Bu satırlar elbette bölge halkları açısından temennileri de içeriyor. Ancak nesnellik adına söylenebilecek en doğru şey, bölgesel savaşın ne bölge halkları ve devletleri için ne de İsrail ve ABD için kolay zafer vaat etmiyor. Ölüme, sürgüne, yıkıma, yokluğa alışmış olan bölge halklarını, yeni darbeler yok edemez. Ama buna alışık olmayan ABD ve İsrail’in alacağı ciddi darbeler, onların bölgedeki varlığını tehlikeye atabilir.
İSRAİL’İN KARA OPERASYONU
İsrail Lübnan’da Hizbullah’a ağır darbeler vurduktan sonra bu örgütün direniş kapasitesini felç ederek karadan Lübnan’da bir işgal harekatına girişmeyi hedefledi. Hizbullah’ın komutanlarını ve liderlerini katlederek onun organizasyon yeteneğini felç edeceğini düşündü. Ancak bu tür organizasyonlar dinamik ve üretkendir. Elbette ki yediği ağır darbeler onun yapısında önemli zayıflıklar yaratmış olmalıdır. Ancak göründüğü kadarıyla hiyerarşik yapısında ve direniş kabiliyetinde niteliksel bir çözülme söz konusu olmamıştır.
İsrail’in en iyi olduğu alan, hava ve teknik üstünlüktür. Hizbullah’ın ise en iyi olduğu alan, kara savaşındaki gerilla taktikleridir. İsrail, bütün askeri ve teknik üstünlüğüne ve hiçbir kural tanımadan soykırım boyutundaki katliamlarına rağmen bir yıldır Gazze’de istediği hiçbir sonucu alamamış iken, Lübnan’da kara harekatıyla sonuç alması mümkün değildir. Bugün karşısında kara harekatı yapmaya kalktığı Hizbullah, İsrail’i 2006’da sürüne sürüne Lübnan’dan atmıştı. O günden bugüne yer altı ve yer üstünde, teknik ve donanım olarak, deneyim ve taktik olarak, silah envanteri ve lojistik olarak çok daha ileri boyutlara ulaşmış olan Hizbullah’a karşı İsrail’in kara savaşında başarı şansı görünmüyor. Nitekim tereddüt ede ede sınırdan adımını içeri atar atmaz seçkin birliklerinden elit komutanlar dahil olmak üzere savaşçılarını ölü olarak sedyelerde geri taşımak zorunda kaldı. İsrail, çok uzun vadeye de yaysa, Lübnan’da kara harekatıyla işgal gerçekleştirme şansına sahip görünmüyor. Bu denemeden, 2006’dakinden çok daha ağır bir yenilgi yaşayarak çekilecektir.

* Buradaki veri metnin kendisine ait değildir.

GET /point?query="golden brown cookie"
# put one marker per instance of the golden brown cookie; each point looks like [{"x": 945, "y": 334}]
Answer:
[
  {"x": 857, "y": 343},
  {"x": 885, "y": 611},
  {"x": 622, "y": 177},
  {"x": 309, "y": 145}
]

Savaş, İsrail’in varlık koşuludur. İsrail ve emperyalizmin bölgedeki yayılmacılığı ise Direnişin varlık koşuludur. ABD ve İsrail’in yayılmacılığı, bölge halklarına karşı ölüm ve zulmü dayatan varlığı devam ettikçe bölgenin direniş potansiyeli ve azmi yükselir. Vurulan darbeler direniş güçlerine geçici etkiler yaratır ancak direniş potansiyelini asla yok edemez. Çünkü Direniş, varlığını bu zulümden almaktadır.
İsrail kurulduğu günden bu yana bölgemiz rahat yüzü görmedi. İsrail’in varlığı devam ettikçe de rahata ermesi mümkün değildir. Ve şu anda bir kez daha kıyametin kapısının eşiğinde bulunuyoruz. Tutuşturulacak bir fitil bölgeyi cehenneme çevirecektir. Ama bu ateşten, fitili tutuşturanların kurtulması mümkün olmayacaktır.